Monday, March 2, 2009

L'affaire UBS telle qu'elle AURAIT dû être gérée


On commence ces jours, plus de deux semaines après la décision commune du Conseil Fédéral, la Finma (dirigée par un ex-UBS) et de l'UBS, à entendre des suggestions qui pourraient laisser entendre que des plaintes soient portées, en Suisse, contre ceux de l'UBS qui ont généré ce scandale.

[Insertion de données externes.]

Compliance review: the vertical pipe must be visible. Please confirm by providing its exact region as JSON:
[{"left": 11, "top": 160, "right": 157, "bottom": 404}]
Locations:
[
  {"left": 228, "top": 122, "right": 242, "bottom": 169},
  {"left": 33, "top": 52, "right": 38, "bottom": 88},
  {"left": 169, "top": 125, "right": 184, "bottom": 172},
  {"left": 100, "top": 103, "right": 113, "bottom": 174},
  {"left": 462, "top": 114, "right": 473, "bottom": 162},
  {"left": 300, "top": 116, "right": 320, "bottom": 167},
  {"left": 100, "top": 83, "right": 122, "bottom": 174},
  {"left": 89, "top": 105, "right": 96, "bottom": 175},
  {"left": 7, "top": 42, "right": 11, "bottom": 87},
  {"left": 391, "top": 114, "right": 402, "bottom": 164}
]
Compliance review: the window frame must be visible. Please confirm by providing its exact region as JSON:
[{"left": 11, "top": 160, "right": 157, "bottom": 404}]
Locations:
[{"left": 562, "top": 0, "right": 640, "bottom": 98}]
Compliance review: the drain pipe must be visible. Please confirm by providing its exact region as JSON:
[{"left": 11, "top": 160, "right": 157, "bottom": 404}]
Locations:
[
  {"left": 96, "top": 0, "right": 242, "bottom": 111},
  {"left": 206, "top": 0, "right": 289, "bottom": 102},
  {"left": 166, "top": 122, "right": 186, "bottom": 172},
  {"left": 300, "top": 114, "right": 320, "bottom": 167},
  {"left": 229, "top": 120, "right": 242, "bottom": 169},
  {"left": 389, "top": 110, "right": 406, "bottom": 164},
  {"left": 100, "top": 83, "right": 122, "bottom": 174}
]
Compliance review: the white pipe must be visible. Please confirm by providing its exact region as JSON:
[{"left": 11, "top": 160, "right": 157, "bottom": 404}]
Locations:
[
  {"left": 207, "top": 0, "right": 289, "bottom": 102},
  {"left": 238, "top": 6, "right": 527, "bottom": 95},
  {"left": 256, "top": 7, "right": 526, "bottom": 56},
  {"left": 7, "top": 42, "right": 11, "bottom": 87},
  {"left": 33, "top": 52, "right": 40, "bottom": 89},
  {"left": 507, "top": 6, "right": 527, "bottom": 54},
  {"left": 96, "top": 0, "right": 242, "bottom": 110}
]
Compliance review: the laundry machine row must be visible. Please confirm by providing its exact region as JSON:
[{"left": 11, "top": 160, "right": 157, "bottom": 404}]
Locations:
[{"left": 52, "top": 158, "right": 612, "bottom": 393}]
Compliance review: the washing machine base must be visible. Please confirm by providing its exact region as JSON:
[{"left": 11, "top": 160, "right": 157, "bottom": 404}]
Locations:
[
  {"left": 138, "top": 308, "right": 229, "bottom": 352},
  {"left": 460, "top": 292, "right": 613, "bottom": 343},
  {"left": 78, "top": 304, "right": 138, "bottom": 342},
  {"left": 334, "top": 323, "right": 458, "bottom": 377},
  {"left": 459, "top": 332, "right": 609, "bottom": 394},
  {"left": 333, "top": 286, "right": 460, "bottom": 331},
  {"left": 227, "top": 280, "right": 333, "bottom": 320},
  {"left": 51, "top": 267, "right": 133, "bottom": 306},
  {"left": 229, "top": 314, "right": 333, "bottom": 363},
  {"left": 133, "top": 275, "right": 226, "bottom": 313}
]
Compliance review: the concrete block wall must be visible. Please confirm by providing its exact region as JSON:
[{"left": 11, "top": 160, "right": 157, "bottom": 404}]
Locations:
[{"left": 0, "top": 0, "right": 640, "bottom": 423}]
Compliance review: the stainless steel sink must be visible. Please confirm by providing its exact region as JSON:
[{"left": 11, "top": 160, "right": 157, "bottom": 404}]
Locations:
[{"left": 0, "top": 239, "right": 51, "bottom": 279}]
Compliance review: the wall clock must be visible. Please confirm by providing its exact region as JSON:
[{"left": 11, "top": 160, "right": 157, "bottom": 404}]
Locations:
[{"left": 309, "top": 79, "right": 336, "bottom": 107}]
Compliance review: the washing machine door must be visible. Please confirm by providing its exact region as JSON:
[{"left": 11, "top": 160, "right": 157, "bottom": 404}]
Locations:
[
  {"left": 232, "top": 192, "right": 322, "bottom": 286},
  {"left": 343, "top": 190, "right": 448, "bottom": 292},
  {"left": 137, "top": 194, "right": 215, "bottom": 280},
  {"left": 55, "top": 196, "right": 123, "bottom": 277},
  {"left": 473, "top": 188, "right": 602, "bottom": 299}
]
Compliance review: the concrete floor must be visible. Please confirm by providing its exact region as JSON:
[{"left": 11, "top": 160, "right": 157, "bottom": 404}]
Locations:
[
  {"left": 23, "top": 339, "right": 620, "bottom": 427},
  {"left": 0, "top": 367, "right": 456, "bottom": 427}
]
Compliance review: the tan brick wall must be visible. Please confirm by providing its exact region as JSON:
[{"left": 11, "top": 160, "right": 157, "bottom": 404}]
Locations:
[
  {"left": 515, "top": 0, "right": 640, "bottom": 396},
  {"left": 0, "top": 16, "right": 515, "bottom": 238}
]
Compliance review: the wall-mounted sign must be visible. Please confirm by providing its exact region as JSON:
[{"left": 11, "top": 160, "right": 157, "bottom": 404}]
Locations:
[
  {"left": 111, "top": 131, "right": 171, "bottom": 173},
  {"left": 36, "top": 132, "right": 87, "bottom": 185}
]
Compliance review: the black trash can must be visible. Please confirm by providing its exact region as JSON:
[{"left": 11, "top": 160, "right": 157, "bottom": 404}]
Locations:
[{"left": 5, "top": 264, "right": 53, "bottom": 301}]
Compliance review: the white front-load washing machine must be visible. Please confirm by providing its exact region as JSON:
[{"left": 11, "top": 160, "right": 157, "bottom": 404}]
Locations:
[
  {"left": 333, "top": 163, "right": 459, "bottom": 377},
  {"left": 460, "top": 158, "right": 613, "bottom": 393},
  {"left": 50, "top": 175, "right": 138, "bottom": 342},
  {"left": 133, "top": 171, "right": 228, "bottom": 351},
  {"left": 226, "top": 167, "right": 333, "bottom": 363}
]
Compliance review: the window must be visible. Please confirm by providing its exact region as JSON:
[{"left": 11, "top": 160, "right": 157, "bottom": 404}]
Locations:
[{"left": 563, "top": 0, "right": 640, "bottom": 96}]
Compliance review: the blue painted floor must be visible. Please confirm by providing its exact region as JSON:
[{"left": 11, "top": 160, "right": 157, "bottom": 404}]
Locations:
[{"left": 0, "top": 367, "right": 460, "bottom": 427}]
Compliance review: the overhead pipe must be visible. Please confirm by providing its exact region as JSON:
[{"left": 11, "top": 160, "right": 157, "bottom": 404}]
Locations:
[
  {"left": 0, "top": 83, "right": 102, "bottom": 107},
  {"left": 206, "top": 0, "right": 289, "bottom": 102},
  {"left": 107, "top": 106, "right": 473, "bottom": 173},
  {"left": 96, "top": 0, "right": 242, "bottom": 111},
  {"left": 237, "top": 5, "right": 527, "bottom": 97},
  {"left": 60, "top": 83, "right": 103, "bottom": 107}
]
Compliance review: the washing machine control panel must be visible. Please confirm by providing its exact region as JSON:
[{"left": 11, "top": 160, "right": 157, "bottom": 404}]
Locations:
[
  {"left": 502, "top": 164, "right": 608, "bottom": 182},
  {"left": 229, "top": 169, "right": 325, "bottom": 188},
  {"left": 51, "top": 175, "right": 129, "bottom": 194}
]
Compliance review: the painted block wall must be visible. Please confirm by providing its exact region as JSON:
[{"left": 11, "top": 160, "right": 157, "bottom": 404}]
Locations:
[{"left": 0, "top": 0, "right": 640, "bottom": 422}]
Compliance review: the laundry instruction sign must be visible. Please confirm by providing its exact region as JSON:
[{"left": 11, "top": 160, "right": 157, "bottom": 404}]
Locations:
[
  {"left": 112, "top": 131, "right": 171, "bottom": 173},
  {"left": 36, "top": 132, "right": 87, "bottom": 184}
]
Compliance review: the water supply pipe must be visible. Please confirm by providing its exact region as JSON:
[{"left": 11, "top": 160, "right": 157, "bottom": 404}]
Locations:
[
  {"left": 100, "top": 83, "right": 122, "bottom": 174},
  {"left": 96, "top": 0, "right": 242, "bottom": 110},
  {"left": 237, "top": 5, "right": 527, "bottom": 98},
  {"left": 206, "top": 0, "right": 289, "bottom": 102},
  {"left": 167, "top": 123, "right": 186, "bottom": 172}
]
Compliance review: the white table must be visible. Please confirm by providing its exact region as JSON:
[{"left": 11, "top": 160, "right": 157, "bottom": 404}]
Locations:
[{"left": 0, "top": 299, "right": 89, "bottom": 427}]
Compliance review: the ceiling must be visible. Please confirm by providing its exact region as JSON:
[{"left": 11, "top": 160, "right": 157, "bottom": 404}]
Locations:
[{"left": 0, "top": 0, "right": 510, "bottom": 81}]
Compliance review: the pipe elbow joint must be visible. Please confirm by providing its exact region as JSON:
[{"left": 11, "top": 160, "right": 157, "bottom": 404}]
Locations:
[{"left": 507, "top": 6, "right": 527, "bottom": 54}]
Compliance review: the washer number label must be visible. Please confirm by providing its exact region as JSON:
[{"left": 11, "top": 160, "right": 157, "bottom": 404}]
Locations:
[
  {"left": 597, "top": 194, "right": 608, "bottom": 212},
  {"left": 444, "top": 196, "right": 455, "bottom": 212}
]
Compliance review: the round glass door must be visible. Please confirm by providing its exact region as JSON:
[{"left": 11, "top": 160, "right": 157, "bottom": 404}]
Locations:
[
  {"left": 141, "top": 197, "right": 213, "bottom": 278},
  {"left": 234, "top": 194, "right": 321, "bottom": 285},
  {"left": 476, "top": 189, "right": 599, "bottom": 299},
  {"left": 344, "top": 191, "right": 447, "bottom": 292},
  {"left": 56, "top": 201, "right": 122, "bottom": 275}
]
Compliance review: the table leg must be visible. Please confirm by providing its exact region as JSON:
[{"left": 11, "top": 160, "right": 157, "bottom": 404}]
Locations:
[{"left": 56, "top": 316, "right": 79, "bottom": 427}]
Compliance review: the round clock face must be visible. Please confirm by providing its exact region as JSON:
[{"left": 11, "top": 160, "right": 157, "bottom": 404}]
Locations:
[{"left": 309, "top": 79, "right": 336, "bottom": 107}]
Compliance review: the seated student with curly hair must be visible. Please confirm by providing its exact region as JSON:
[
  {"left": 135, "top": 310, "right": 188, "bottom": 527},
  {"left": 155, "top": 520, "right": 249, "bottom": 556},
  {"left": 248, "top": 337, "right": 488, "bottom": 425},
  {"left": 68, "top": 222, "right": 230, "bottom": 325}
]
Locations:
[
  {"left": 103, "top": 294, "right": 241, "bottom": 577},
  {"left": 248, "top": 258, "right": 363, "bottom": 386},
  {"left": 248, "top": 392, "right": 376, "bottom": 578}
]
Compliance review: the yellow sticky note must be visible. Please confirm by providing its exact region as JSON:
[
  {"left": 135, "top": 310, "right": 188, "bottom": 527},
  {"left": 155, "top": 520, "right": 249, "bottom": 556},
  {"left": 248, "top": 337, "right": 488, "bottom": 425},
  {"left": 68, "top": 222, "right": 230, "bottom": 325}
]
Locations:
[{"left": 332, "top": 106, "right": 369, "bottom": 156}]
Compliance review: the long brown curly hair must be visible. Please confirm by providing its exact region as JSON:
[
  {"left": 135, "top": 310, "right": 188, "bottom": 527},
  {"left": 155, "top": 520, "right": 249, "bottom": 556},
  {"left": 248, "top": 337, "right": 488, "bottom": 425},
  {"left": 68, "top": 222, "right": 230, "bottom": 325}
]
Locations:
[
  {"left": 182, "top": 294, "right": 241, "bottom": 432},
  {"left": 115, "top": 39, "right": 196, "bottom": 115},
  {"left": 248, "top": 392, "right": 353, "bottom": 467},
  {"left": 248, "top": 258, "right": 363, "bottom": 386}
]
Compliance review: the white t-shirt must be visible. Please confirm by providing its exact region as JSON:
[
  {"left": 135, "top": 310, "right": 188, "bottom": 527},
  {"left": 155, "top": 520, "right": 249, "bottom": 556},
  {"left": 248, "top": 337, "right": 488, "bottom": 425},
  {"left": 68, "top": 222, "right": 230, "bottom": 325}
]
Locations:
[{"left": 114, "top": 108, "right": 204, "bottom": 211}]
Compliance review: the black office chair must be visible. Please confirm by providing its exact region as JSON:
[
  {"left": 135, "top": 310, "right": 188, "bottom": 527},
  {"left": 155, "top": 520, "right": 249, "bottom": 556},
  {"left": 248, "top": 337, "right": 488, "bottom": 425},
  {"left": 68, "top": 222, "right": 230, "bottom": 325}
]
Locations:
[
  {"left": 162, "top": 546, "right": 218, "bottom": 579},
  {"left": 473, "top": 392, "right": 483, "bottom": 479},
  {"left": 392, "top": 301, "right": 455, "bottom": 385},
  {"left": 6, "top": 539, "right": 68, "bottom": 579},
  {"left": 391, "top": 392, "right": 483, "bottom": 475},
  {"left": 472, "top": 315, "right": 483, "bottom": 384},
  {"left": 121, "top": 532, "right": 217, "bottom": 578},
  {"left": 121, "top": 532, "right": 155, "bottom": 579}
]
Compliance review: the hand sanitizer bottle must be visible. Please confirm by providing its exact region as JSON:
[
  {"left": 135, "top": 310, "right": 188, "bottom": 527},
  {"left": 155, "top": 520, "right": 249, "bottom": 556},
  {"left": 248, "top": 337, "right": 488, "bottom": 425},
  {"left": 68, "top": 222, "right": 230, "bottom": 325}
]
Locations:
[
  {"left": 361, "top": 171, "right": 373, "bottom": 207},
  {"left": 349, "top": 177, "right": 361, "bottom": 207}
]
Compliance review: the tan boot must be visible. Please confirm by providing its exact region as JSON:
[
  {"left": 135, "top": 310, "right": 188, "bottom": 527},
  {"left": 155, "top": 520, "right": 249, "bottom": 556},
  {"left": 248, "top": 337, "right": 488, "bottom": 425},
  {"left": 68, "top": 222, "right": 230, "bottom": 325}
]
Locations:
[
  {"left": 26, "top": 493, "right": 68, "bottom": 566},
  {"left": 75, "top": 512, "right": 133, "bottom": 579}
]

C'est quand même assez incroyable de se dire que le Conseil Fédéral (CF) peut prendre une décision aussi grave (la levée du secret bancaire), qui viole une des spécificité fondamentale du droit suisse (si l'on trahit le secret bancaire, c'est la prison!) sans autre explication que "c'est pour sauver l'UBS et des jobs".

Si vraiment cette levée était nécessaire, le CF aurait dû dire "nous sommes dans un cas d'extrême urgence. Nous devons déroger aux règles tout à fait exceptionnellement, les coupables seront punis". Il me semble que la dernière partie du message manque singulièrement: nous devons préserver l'image de la Suisse dans le monde. Nous sommes peut-être un "paradis fiscal", mais notre pays n'encourage pas activement les super-riches d'autres nations à frauder leur fisc pour économiser de l'argent aux dépends de leurs co-contribuables.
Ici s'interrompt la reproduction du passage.